Birmingham stressed the challenge for policy makers given vaccine rollouts globally and uncertainty about the duration of vaccine effectiveness.
“Australians do not want us to reopen borders and risk Covid entering into this country and the consequential loss of life, economic damage and loss of jobs across Australia. That is a very clear message I get moving around the country, and it’s why we will remain very firm and resolute in our approach, which will be about protecting lives, jobs across this country and in the budget handed down next week, we’ll continue to respond to the uncertainties of the COVID situation.”
On 7 May, trade minister Dan Tehan, also in a Sky News interview, supported Birmingham’s conservative stance, although he is hopeful for more travel bubble arrangements similar to that formed with New Zealand.
In response to a question about whether he agreed with finance minister Birmingham, Tehan had this to say: “This is one of those crystal ball things that is very hard to determine. My hope is…that hopefully we will be able to extend some bubbles down the track, but it’s going to very much depend on how we deal with the global pandemic.”

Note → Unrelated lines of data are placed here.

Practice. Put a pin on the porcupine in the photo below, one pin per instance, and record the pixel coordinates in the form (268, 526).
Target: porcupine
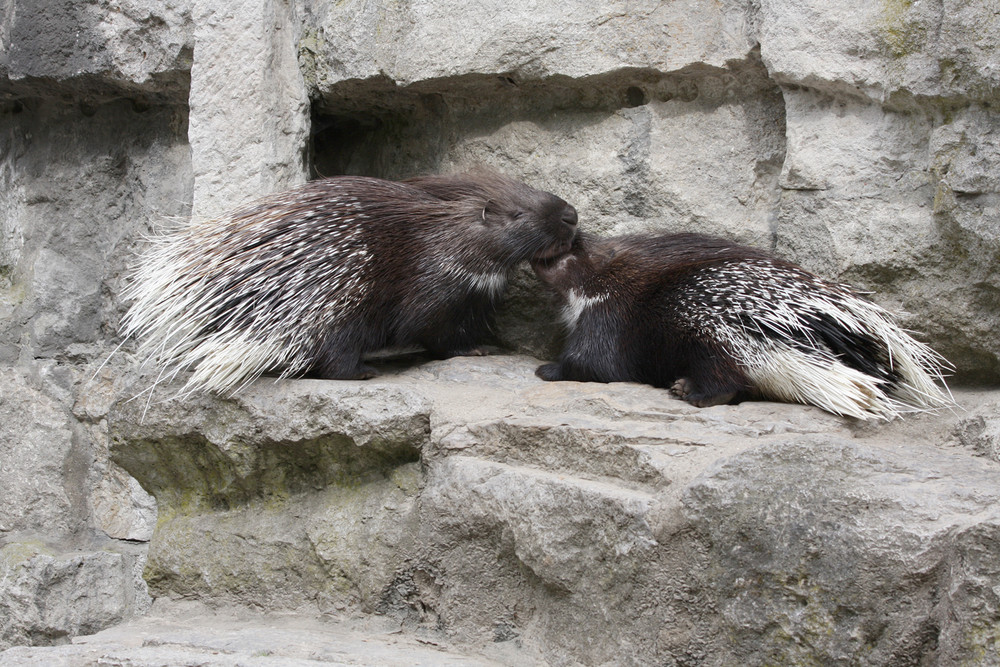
(716, 322)
(313, 279)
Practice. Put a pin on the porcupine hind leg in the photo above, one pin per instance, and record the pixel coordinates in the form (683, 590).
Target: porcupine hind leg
(460, 336)
(711, 379)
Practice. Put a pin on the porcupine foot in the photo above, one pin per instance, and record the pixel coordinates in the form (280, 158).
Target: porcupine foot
(684, 388)
(550, 372)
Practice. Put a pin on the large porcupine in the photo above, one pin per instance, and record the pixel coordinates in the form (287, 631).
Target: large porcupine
(312, 279)
(717, 322)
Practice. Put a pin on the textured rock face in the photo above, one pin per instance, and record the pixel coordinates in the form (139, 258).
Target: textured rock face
(748, 534)
(860, 140)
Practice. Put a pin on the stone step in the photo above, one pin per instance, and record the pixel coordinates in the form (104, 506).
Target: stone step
(186, 634)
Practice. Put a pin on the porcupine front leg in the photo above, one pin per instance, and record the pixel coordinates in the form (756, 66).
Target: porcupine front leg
(459, 333)
(711, 379)
(341, 358)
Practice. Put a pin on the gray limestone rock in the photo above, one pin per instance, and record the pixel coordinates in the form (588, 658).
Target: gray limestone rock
(48, 596)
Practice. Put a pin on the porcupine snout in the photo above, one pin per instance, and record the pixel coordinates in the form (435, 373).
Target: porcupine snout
(562, 225)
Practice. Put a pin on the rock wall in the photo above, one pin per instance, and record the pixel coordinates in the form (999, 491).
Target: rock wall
(860, 140)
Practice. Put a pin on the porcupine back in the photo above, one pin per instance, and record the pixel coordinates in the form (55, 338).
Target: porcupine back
(317, 276)
(803, 339)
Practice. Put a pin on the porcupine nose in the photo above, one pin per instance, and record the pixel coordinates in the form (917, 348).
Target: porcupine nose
(569, 216)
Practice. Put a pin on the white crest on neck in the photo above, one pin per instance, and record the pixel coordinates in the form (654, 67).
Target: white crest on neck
(576, 303)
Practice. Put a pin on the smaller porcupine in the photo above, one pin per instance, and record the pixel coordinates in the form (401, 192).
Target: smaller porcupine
(315, 278)
(717, 322)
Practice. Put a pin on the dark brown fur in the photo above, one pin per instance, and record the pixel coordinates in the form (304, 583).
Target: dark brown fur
(338, 268)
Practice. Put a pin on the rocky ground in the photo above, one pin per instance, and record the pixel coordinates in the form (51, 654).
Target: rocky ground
(467, 503)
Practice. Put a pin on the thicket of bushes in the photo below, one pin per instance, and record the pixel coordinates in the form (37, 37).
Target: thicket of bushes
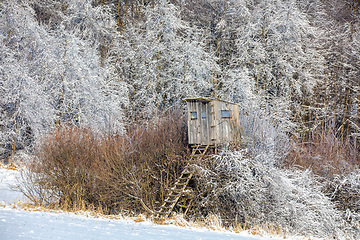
(79, 169)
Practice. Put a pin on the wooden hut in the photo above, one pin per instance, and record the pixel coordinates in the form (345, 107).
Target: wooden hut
(212, 122)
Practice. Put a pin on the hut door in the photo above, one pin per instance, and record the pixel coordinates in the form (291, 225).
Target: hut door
(205, 123)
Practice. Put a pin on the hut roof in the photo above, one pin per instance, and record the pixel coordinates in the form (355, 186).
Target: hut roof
(204, 99)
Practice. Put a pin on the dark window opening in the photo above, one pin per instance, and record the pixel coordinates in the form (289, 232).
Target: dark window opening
(203, 115)
(225, 113)
(193, 115)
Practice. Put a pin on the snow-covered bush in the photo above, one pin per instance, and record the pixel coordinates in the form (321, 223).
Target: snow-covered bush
(256, 194)
(79, 168)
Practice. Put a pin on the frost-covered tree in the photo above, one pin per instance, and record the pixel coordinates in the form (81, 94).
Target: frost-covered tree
(163, 60)
(54, 73)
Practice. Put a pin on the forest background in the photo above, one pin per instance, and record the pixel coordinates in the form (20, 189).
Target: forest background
(105, 65)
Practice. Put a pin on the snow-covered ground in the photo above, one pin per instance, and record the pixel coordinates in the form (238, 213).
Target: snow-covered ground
(20, 224)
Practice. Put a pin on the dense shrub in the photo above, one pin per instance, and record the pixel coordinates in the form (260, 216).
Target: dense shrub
(324, 152)
(242, 190)
(127, 171)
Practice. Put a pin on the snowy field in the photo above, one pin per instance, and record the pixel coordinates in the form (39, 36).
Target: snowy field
(21, 224)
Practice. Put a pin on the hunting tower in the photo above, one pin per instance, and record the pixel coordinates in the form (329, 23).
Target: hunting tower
(211, 122)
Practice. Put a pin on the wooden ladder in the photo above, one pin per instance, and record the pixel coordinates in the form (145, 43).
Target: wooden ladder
(176, 192)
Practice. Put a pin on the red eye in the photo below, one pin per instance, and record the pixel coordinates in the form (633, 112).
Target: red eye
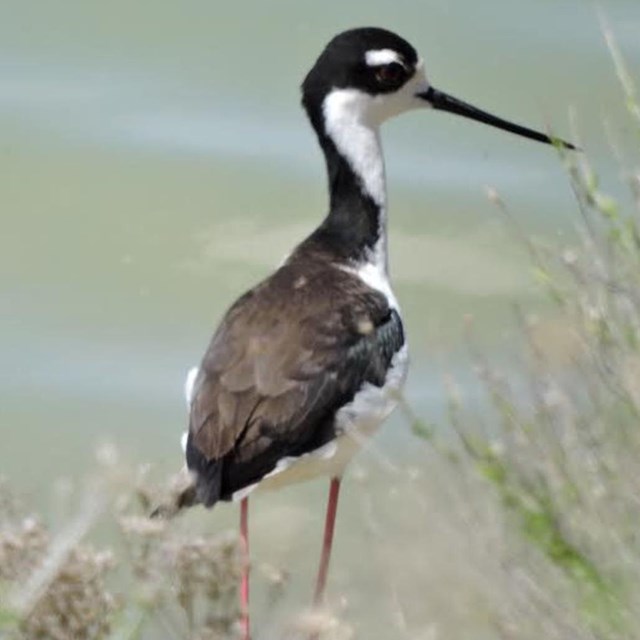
(390, 74)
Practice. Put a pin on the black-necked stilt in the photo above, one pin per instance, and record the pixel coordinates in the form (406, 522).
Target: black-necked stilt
(309, 362)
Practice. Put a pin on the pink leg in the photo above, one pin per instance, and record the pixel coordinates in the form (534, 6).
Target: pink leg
(332, 507)
(244, 586)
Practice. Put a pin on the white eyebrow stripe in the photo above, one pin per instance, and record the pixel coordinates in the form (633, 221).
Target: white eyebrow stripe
(377, 57)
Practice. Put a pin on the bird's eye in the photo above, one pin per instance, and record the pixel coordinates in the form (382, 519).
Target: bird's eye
(391, 74)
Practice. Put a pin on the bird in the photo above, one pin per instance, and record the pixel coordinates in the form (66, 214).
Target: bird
(305, 366)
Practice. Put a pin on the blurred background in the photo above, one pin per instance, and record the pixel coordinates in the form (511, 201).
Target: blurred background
(155, 163)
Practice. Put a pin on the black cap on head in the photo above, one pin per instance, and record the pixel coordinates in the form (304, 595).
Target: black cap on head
(343, 64)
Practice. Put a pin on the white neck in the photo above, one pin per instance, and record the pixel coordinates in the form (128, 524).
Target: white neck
(358, 140)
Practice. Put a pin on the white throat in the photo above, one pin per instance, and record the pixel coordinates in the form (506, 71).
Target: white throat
(357, 139)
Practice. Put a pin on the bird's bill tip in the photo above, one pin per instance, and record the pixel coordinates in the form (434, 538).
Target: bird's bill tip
(444, 102)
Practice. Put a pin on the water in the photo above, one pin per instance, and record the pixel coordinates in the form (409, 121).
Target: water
(155, 163)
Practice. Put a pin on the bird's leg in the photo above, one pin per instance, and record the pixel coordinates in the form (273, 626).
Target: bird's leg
(244, 585)
(330, 521)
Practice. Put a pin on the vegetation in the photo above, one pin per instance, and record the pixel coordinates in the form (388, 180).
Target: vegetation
(535, 504)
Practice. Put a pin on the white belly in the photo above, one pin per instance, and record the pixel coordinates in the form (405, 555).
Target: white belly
(355, 423)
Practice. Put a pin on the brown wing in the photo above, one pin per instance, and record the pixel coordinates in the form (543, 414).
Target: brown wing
(284, 358)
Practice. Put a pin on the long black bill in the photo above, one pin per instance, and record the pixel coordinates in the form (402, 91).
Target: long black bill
(444, 102)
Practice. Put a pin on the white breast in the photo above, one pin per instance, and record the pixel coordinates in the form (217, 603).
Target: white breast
(355, 423)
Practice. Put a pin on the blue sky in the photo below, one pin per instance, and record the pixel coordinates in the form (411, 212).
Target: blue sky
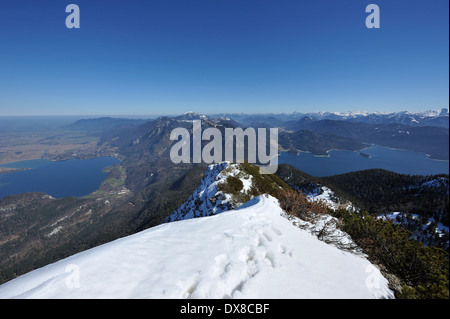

Asked for his best guess as to when international travel will reopen, he stated “the middle or second half of 2022….I can say without absolute clarity that (borders) will not open anytime soon, not when you look at circumstances around the world at present.”
Qantas has said that it hoped to restart international flights by the end of October. Previously, the carrier had said that it was hopeful of an international restart in July.
On major challenge for Australia is its lagging vaccination programme, with just 2.4 million doses administered for a population of 25.4 million.